Green background, yellow-rimmed red letters, and a fist wrapped combatively around a fork

The annual farm bill, in one way or another, governs the most important thing a government could control: the health of its people. It controls matters all the way from the crop (via subsidies, conservation incentives, etc.) to the plate (the school lunch program and food stamps). So it impacts, directly or indirectly, the health of our waterways, soil erosion, and childhood obesity.

Unfortunately, the book is written in such a leaden fashion, while trying so hard not to be leaden, that your attention would best be directed elsewhere. As I read it, I kept thinking of how much better — how much more visceral — [book: The Third Plate] was. It’s hard to tell what [book: Food Fight] wants to be: it’s got the page layout of something that wants to be a coffee-table book, but the language of academics who’ve been reluctantly drafted into writing for newspapers.

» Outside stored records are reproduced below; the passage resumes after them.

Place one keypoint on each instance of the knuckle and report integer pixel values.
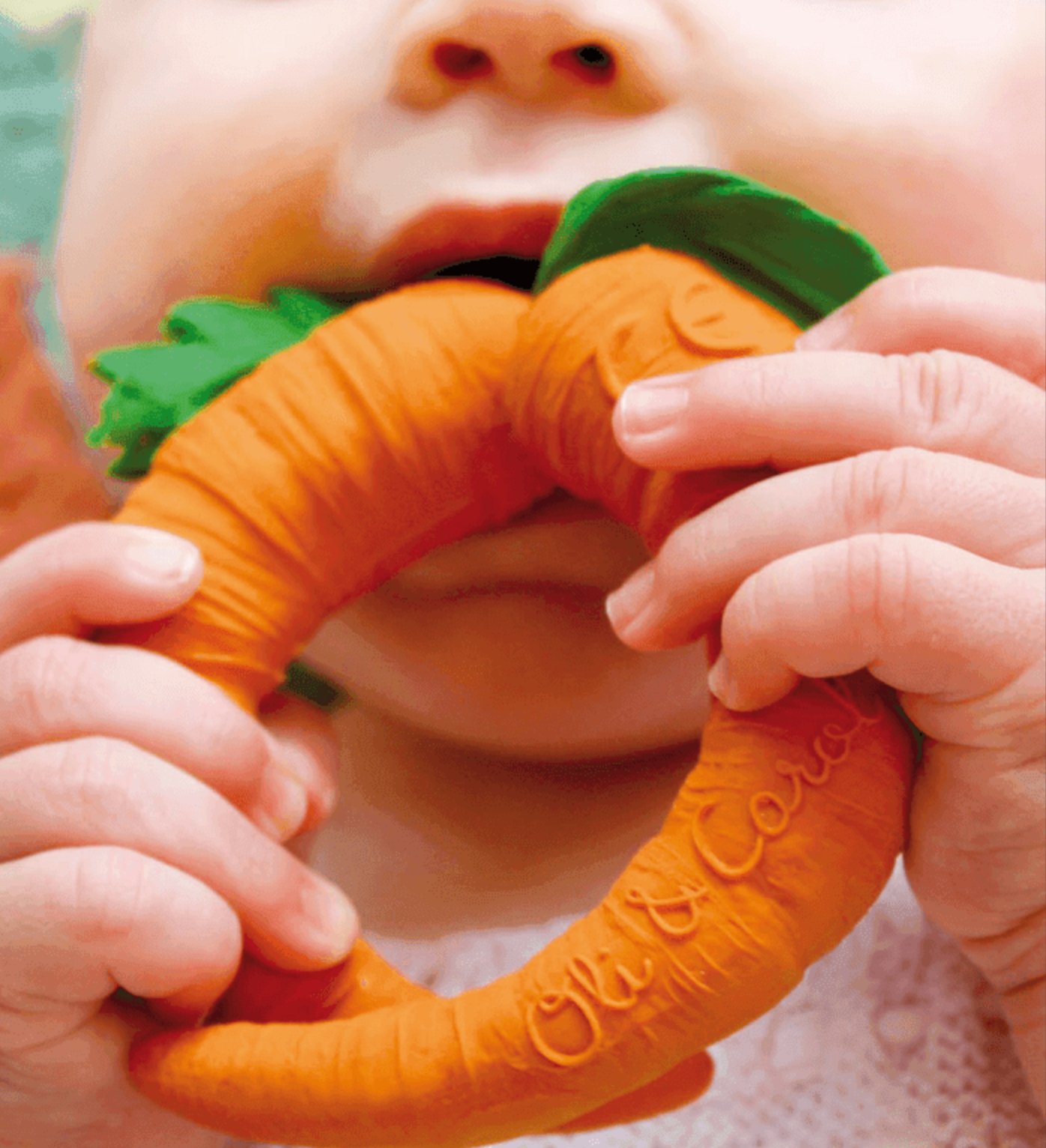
(877, 574)
(109, 895)
(938, 399)
(228, 731)
(768, 379)
(92, 774)
(871, 488)
(43, 680)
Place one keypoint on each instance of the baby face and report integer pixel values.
(226, 146)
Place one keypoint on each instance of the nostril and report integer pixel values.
(462, 61)
(589, 62)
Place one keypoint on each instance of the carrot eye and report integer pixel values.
(589, 62)
(462, 61)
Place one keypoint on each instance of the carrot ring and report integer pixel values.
(411, 420)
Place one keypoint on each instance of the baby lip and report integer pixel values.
(457, 233)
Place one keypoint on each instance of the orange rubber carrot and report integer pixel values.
(409, 422)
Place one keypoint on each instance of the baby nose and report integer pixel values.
(608, 56)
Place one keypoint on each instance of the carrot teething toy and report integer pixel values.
(414, 419)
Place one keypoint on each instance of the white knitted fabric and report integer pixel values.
(891, 1042)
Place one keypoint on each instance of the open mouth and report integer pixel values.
(509, 270)
(502, 245)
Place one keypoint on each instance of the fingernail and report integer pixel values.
(285, 803)
(647, 408)
(829, 334)
(722, 682)
(333, 925)
(161, 557)
(625, 605)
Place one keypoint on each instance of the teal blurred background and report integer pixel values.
(37, 81)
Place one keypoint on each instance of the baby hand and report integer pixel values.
(905, 533)
(140, 819)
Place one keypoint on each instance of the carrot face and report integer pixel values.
(412, 420)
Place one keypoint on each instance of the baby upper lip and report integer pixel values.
(459, 232)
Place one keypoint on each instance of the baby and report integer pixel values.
(516, 734)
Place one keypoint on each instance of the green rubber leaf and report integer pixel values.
(776, 247)
(207, 345)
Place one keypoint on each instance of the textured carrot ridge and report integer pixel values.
(412, 420)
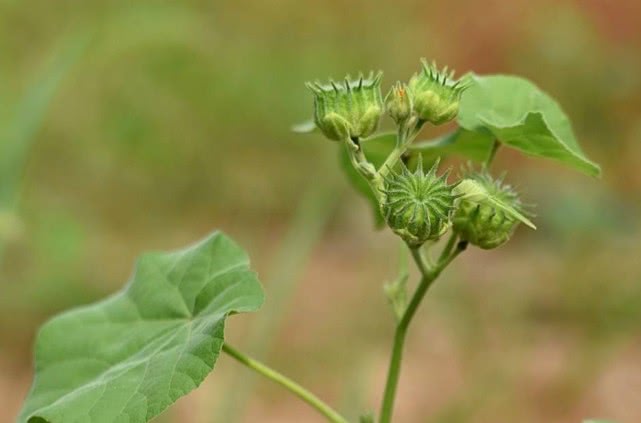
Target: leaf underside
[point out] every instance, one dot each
(520, 115)
(130, 356)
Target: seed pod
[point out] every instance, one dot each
(435, 94)
(417, 206)
(398, 103)
(348, 110)
(488, 211)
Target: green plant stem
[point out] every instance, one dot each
(428, 276)
(490, 158)
(403, 140)
(287, 383)
(304, 232)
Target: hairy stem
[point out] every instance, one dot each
(287, 383)
(428, 276)
(403, 140)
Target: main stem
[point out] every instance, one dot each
(428, 276)
(287, 383)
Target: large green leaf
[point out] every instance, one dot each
(520, 115)
(129, 357)
(376, 149)
(473, 145)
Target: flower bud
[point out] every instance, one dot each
(435, 95)
(398, 103)
(417, 206)
(348, 110)
(485, 214)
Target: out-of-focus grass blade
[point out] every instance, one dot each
(19, 134)
(29, 113)
(303, 234)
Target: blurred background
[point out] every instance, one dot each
(133, 126)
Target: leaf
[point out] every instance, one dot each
(473, 145)
(306, 127)
(130, 356)
(521, 116)
(376, 149)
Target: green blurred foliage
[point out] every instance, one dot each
(175, 119)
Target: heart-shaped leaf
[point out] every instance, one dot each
(520, 115)
(129, 357)
(306, 127)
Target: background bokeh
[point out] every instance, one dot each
(130, 126)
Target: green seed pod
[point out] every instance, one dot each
(398, 103)
(348, 110)
(417, 206)
(435, 94)
(487, 212)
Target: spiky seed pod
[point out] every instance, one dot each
(350, 109)
(417, 206)
(398, 103)
(478, 219)
(435, 94)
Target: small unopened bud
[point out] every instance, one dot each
(351, 109)
(487, 212)
(398, 103)
(417, 206)
(435, 94)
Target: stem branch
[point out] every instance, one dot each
(428, 276)
(287, 383)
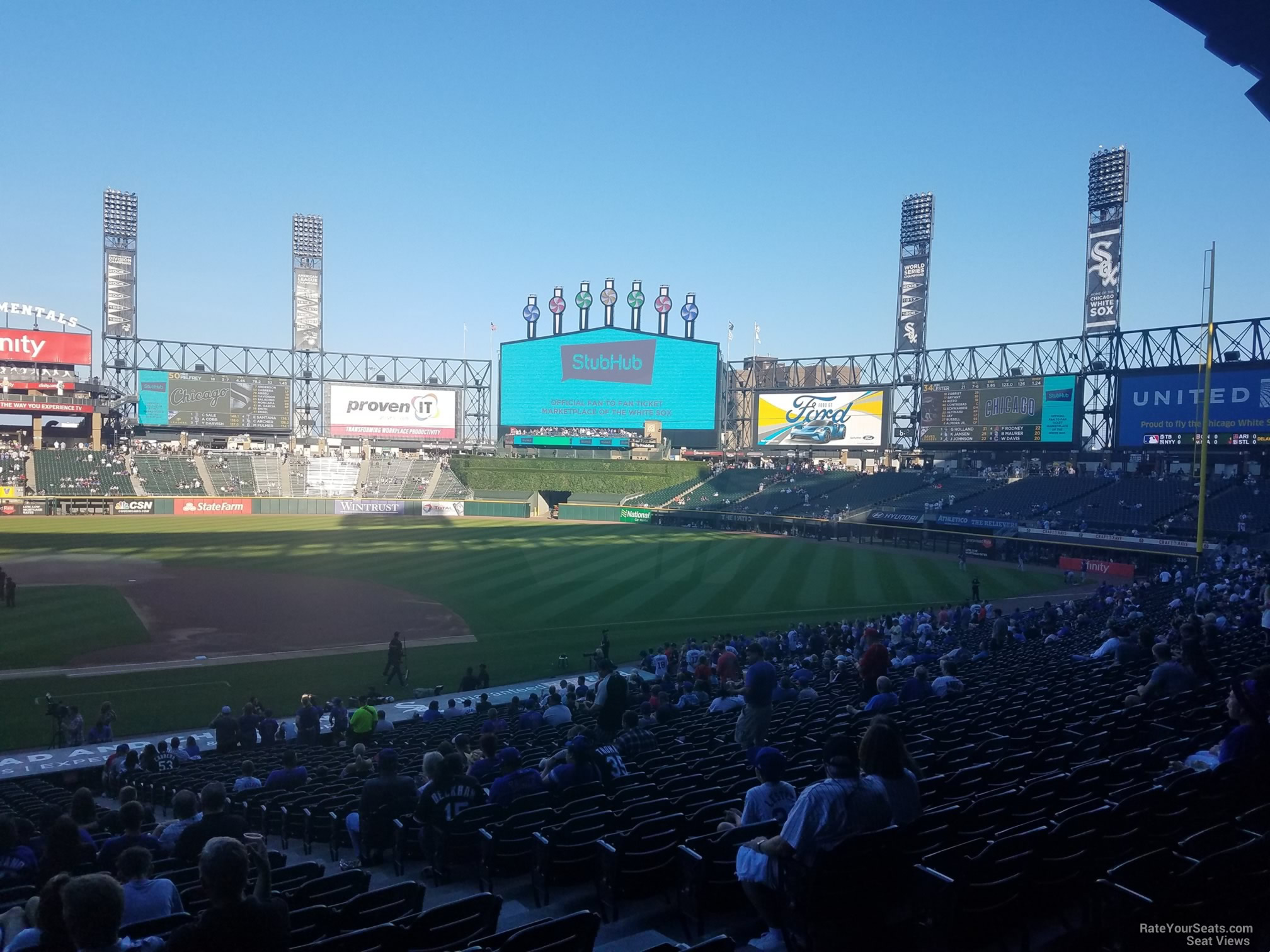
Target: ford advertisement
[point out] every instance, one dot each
(611, 378)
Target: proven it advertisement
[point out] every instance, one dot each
(611, 378)
(840, 418)
(407, 413)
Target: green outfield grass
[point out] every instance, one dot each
(55, 622)
(530, 592)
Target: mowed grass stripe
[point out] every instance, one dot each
(629, 593)
(723, 565)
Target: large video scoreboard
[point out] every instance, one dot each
(214, 402)
(1006, 411)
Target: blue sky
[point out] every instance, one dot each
(756, 154)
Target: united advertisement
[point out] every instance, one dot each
(391, 413)
(611, 378)
(1166, 408)
(840, 418)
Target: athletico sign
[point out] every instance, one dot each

There are many other books in this same field, if not ones that focus so specifically on the farm bill. The place to start, as I will never tire of telling people, is either Pollan’s [book: Omnivore’s Dilemma] or Nestle’s [book: Food Politics]. And when you finish with [book: Food Politics] and find yourself depressed that lobbyists have captured the USDA and FDA, move on to Nestle’s [book: What To Eat], which walks with you down the grocery aisle and helps you make decisions in the presence of this fallen world. Or read [book: The Third Plate] if you want a chef’s perspective on it — specifically the perspective of a chef who gets out in the world and buries his hands in the soil. Different angles on the same problem, all of them delightfully readable.

But I’d skip [book: Food Fight]. Either you don’t know the issues, in which case [book: Food Fight] is the last book that will help interest you in them; or you do know the issues, in which case it’s a particularly dreary recitation of facts that you’re already familiar with.